Forum Moderators: phranque

Message Too Old, No Replies

Rewrite trailing slash to .html extension

         

madmatt69

5:53 pm on Mar 6, 2008 (gmt 0)

WebmasterWorld Senior Member 10+ Year Member



Hi all,

I'm trying to do some mod rewrite magic and not having a lot of success.

I have a blog where the links currently look like "site.com/category/topic-title/"

I'm trying to change it to be:
"site.com/category/topic-title.html"

Any suggestions on how to do this? I was thinking either ea 'redirect match' or a 'RewriteRule' but i just can't seem to get either one working.

"RedirectMatch 301 ^/category/([^/]+/)*(.*)$ [mysite.com...]

Is that totally incorrect?

Thanks for any help!

Swanny007

6:36 pm on Mar 6, 2008 (gmt 0)

WebmasterWorld Senior Member 10+ Year Member Top Contributors Of The Month



Why do you want the .html extension? Just a few days ago I used mod_rewrite to drop the extension altogether :-) Is it for SEO?

I haven't tested this but something like this should work:
RewriteRule ^category/([A-Za-z0-9]+)/$ http://www.example.com/category/$1.html [R=301,NC]

I use a similar rule to force /category/ to /category (no trailing slash, no extension).

jdMorgan

10:34 pm on Mar 6, 2008 (gmt 0)

WebmasterWorld Senior Member 10+ Year Member



If you want to change the URL (as listed in search engines) then you must modify the blog script to put the new URLs in the links on your pages. You can't use mod_rewrite to change a URL, you can only use it to change the filepath associated with a URL, when that URL is requested from your server, or to redirect an old URL to a different URL once the links to that old URL are changed to the new URL. The URLs in the links on your pages define the URL seen by the world.

And I also agree that adding the .html extension is counter-productive in several ways: It makes your URLs longer, it dilutes any keyword-in-URL ranking advantage by doing so, and it guarantees that you'll have to change your URLs again in the future if, say, you switch to .php.

Most Webmasters who can do so are currently removing file extensions, not adding them. The only change I'd recommend for a site like you describe is to remove the trailing slashes, since they too are a waste of bandwidth.

Jim

madmatt69

12:09 am on Mar 7, 2008 (gmt 0)

WebmasterWorld Senior Member 10+ Year Member



Heya,

What I wanted to do was make sure the old posts are redirected to the new ones.

I've heard the debate about the file extension and it seems for everyone that says drop them, there are others who say add them.

Have you read anything somewhat 'definitive'? I was just going to do it for consistency.

jdMorgan

12:42 am on Mar 7, 2008 (gmt 0)

WebmasterWorld Senior Member 10+ Year Member



Definitive?
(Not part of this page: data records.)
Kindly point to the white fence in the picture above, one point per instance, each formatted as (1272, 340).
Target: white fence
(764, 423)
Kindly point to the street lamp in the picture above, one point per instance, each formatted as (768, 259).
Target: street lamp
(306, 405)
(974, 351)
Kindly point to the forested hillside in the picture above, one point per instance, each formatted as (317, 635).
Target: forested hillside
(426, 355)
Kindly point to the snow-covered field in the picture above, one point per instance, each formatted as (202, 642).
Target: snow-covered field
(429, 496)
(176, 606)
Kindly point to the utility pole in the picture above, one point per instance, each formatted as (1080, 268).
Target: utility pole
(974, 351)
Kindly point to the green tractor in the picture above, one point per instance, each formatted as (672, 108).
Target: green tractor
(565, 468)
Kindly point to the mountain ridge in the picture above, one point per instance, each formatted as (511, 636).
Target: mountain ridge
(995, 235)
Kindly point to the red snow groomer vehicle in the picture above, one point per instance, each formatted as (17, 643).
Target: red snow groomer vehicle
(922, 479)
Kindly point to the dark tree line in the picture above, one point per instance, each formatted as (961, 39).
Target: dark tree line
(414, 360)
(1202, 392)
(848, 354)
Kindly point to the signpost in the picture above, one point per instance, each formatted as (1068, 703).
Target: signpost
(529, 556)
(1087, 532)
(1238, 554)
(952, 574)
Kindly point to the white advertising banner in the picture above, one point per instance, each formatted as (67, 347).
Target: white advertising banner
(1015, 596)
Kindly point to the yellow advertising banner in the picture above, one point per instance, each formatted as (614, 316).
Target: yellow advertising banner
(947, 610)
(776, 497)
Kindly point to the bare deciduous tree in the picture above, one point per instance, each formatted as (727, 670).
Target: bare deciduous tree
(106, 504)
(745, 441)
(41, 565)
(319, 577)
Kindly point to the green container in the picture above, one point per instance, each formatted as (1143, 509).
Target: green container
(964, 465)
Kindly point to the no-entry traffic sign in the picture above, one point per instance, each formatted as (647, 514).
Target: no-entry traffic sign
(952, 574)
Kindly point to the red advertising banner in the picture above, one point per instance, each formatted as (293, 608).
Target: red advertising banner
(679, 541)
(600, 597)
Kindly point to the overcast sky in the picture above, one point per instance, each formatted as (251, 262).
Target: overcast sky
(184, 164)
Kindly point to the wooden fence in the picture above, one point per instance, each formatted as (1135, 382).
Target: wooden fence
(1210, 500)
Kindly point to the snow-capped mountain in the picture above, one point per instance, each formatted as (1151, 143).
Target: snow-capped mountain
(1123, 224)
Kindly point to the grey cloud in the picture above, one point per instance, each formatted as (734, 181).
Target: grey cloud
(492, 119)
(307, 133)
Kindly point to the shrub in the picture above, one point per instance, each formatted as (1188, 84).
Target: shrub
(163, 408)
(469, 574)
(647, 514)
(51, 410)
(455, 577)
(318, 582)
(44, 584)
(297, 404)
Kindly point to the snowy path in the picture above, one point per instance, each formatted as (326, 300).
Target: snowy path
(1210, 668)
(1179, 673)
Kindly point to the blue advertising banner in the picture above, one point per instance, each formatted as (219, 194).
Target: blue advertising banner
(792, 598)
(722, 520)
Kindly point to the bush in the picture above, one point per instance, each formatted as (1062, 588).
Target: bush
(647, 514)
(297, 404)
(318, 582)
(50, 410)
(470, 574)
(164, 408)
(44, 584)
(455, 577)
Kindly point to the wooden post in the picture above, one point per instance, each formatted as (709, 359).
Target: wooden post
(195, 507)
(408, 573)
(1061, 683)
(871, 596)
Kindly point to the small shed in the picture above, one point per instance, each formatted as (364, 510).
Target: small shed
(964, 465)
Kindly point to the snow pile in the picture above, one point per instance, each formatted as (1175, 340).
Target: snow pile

Maybe I should rephrase that: Most knowledgeable Webmasters who can do so are currently removing file extensions, not adding them.

You may take that as definitive if you like. I do.

Jim

jdMorgan

12:56 am on Mar 7, 2008 (gmt 0)

WebmasterWorld Senior Member 10+ Year Member



Given your initial example, you can simplify your directive:

RedirectMatch 301 ^/category/([^/]+)/$ http://www.example.com/category/$1.html

The equivalent mod_rewrite rule posted above can also be simplified:

RewriteRule ^category/([^/]+)/$ http://www.example.com/category/$1.html [R=301,L]

Jim

madmatt69

1:01 am on Mar 7, 2008 (gmt 0)

WebmasterWorld Senior Member 10+ Year Member



Hmm. It'd be interesting to see a case study or a before & after.

One argument I've heard is to at least remove the trailing slash, to make the post one level closer to the root.

Thanks for that updated code! I'll give it a shot...but now I'm not sure I want to do it :)

madmatt69

1:03 am on Mar 7, 2008 (gmt 0)

WebmasterWorld Senior Member 10+ Year Member



Now I just read this on a blog, apparently from a presentation by Matt Cutts:

1. Google doesn’t care about link depth (i.e. the number of slashes in your permalink won’t matter)

2. The file extension doesn’t matter - you could call files as php, html or even mattcutts.. this is not taken into consideration while calculating the rankings but don’t use the .exe extension.

madmatt69

8:24 pm on Mar 12, 2008 (gmt 0)

WebmasterWorld Senior Member 10+ Year Member



So this is the rewrite code I've been trying, and I still can't get it to work.

Basically I've gone with JD's suggestion and am gonna drop the file extensions, but keep the category as a directory.

So - I'd like to go from: www.example.com/category/thepage/
to:
www.example.com/category/thepage

I've tried this code (and variations thereof), but can't seem to get it to work..either the redirection doesn't work at all, or it drops the 'category' part, or it changes nothing:

RewriteCond %{THE_REQUEST} ^[A-Z]{3,9}\ /category-name/[^.]+\/
RewriteRule ^category-name/([^.]+)\/$ http://www.example.com/$1 [R=301,L]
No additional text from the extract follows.